Summersby is gearing up for her Grand Prix debut later this year, so we took the chance to get to know her majesty a little better.
• Tate started riding Summersby (Sir Donnerhall—Roxane, Rosentau) as a coming 5-year-old.
“Caroline Roffman called me the weekend of my wedding and was like, ‘I have a horse for you!’ ” Tate said. “She told me, ‘She’s really talented, but she needs a special rider.’ And I was like, ‘I don’t know what that means. I guess thank you, maybe?’ I went and rode her and immediately fell in love with her.”
• Actually, “love” might not be a strong enough word for Tate and Summersby’s bond.
“We’re like soul sisters. She’s an extension of me, which is good sometimes and bad other times,” Tate said. “She’s been a wonderful horse to bring along. She’s extremely smart and very red-headed. I wish I was as pretty as she is! I tell her that all the time. I try to be as beautiful and confident as she is.”
• Summersby has flashes of “red mare logic” that inspire her to do things like jump out of stall windows. These flashes have diminished in frequency over time, much to the relief of Tate and her crew.
“Maturity has been a big thing she’s improved on,” Tate said. “She used to get really excited about large venues and atmospheres. If I was nervous she’d feel that and be like, ‘Why are you nervous?’ And I’d be like, ‘I’m not nervous, why are you!?’ We had this, ‘If you would calm down, I would calm down,’ relationship that has gotten better as she’s grown up.”
• Summersby has impressed big names like the late Walter Zettl.
“She’s got this little black spot on her bum, and Walter was like, ‘Oh, that’s a sign of a strong chestnut,’ ” Tate said. “And I was like, ‘Uh, is that a good thing? Or should I be concerned?’ ”
• Summersby has embraced her royal nickname, so she likes her routines to stay the same.

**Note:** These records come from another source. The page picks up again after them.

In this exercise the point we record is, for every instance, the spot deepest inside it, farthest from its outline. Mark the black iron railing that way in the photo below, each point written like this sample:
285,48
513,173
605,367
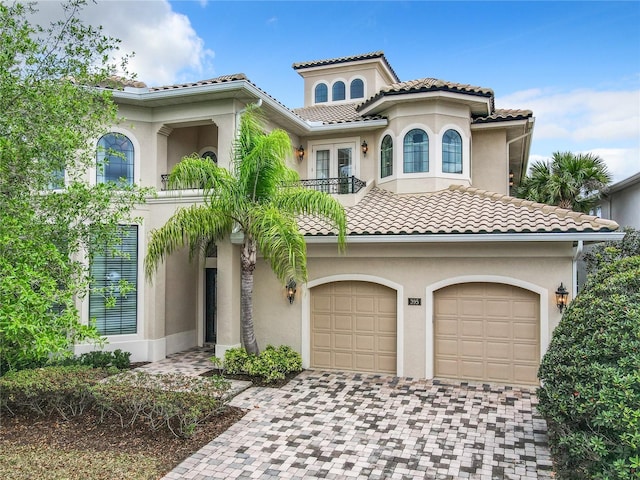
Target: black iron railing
339,186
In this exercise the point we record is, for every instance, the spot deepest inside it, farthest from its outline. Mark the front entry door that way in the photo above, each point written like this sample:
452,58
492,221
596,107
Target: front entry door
210,306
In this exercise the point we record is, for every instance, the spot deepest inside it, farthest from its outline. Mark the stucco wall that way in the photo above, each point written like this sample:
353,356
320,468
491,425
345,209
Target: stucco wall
415,268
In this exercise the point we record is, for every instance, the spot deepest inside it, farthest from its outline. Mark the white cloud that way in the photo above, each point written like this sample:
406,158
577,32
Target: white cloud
603,122
167,48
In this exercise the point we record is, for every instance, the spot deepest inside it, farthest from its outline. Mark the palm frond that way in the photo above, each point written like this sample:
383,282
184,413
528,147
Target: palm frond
194,226
305,201
280,242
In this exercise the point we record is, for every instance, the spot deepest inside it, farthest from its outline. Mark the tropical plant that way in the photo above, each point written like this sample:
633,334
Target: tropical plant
590,375
571,181
259,199
49,124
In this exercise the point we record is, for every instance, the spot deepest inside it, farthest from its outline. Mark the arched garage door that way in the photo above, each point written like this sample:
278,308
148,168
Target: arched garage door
353,327
487,332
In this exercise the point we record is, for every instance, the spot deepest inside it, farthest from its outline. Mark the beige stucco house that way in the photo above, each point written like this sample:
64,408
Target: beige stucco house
445,274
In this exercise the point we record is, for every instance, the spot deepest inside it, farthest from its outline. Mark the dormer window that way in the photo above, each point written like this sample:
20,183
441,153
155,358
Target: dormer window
338,91
416,151
321,93
357,88
451,152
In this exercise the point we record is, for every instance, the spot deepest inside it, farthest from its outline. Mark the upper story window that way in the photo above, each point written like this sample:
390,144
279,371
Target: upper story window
357,88
386,157
416,151
321,93
338,91
451,152
115,159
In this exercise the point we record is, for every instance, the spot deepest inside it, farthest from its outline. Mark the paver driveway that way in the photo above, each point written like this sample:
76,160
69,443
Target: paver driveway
349,425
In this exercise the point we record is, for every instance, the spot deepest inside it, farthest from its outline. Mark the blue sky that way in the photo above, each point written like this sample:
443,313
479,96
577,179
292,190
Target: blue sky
575,64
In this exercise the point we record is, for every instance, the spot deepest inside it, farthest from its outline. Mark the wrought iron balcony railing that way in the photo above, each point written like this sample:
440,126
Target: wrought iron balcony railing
340,186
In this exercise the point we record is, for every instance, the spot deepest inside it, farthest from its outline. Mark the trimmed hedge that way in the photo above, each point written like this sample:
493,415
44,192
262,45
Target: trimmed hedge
271,365
590,394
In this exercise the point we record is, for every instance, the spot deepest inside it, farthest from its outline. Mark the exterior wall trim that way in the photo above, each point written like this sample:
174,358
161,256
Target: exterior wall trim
431,290
306,313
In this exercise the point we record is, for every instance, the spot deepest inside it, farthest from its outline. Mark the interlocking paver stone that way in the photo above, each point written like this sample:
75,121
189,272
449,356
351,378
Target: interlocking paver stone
350,425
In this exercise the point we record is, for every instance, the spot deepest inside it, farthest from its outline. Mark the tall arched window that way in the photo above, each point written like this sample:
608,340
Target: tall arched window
386,156
322,93
357,88
451,152
338,91
416,151
115,159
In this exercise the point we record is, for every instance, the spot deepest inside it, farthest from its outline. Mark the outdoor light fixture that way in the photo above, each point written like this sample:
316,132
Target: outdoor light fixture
562,297
365,148
291,290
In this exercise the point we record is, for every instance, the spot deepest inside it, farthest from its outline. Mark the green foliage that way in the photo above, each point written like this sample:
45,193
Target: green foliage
61,389
174,401
254,197
572,181
48,129
270,365
591,378
102,359
605,253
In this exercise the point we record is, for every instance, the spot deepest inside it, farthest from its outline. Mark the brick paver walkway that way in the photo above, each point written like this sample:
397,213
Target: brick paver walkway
349,425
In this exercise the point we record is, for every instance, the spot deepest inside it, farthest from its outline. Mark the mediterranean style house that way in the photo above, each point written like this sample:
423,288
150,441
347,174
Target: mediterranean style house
445,274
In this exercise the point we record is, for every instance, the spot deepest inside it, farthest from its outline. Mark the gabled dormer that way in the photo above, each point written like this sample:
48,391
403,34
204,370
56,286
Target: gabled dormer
346,79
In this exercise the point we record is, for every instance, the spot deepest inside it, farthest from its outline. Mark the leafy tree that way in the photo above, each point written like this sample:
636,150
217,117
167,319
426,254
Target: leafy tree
572,181
590,394
49,126
605,253
253,200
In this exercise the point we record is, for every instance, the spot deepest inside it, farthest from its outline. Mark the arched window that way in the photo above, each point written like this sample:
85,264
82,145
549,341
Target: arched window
451,152
357,88
416,151
386,156
338,91
322,93
115,159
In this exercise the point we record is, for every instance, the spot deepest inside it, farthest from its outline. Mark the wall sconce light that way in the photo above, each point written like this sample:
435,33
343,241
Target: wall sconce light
562,297
291,291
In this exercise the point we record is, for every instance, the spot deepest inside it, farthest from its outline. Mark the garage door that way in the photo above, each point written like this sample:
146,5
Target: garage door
487,332
353,327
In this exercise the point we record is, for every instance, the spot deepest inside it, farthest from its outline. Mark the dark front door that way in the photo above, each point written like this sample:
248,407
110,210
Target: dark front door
210,306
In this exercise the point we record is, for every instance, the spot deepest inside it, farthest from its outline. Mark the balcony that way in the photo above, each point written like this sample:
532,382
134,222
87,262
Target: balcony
338,186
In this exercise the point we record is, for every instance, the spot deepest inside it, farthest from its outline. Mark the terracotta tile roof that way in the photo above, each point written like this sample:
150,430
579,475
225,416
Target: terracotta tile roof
330,114
456,210
502,114
211,81
352,58
428,85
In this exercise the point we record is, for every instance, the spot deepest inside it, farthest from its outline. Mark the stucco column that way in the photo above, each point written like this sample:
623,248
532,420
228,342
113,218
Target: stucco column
227,297
226,135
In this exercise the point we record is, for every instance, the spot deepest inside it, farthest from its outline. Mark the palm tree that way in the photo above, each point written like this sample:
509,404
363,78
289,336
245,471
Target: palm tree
571,181
260,198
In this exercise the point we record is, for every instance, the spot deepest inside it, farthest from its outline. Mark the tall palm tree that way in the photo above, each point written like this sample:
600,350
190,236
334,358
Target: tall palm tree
572,181
260,198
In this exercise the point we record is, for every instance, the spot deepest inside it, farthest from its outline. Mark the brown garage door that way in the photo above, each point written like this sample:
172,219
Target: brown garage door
353,327
488,332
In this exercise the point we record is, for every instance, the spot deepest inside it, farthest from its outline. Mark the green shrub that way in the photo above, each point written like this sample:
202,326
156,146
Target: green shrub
62,389
177,402
590,394
271,365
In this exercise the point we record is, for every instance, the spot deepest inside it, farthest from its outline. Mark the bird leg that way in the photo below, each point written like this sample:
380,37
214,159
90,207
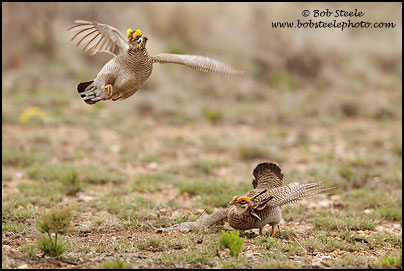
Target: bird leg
116,97
273,230
109,90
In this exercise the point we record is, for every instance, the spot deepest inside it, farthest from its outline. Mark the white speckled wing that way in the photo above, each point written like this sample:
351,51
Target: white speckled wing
201,63
99,37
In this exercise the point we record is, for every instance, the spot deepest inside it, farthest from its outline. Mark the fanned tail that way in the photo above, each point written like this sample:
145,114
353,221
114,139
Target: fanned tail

“She’s funny about turnout,” Tate said. “If you make her wait she might try to kick you. If she gets off schedule she’s not OK with that. She’s like, ‘People, I need to go outside now! Who is here to take me outside?’ We made the mistake once of booting her up, and then it started raining, so we waited a little bit to see if it would stop. She was not pleased with that.”
• Their seven years together are only the beginning of Tate and Summersby’s story.
“She and I are two peas in a pod,” Tate said. “She’s just one of those special horses that comes into your life. She’s one of my heart-horses, so it will be really fun to see what she turns into.”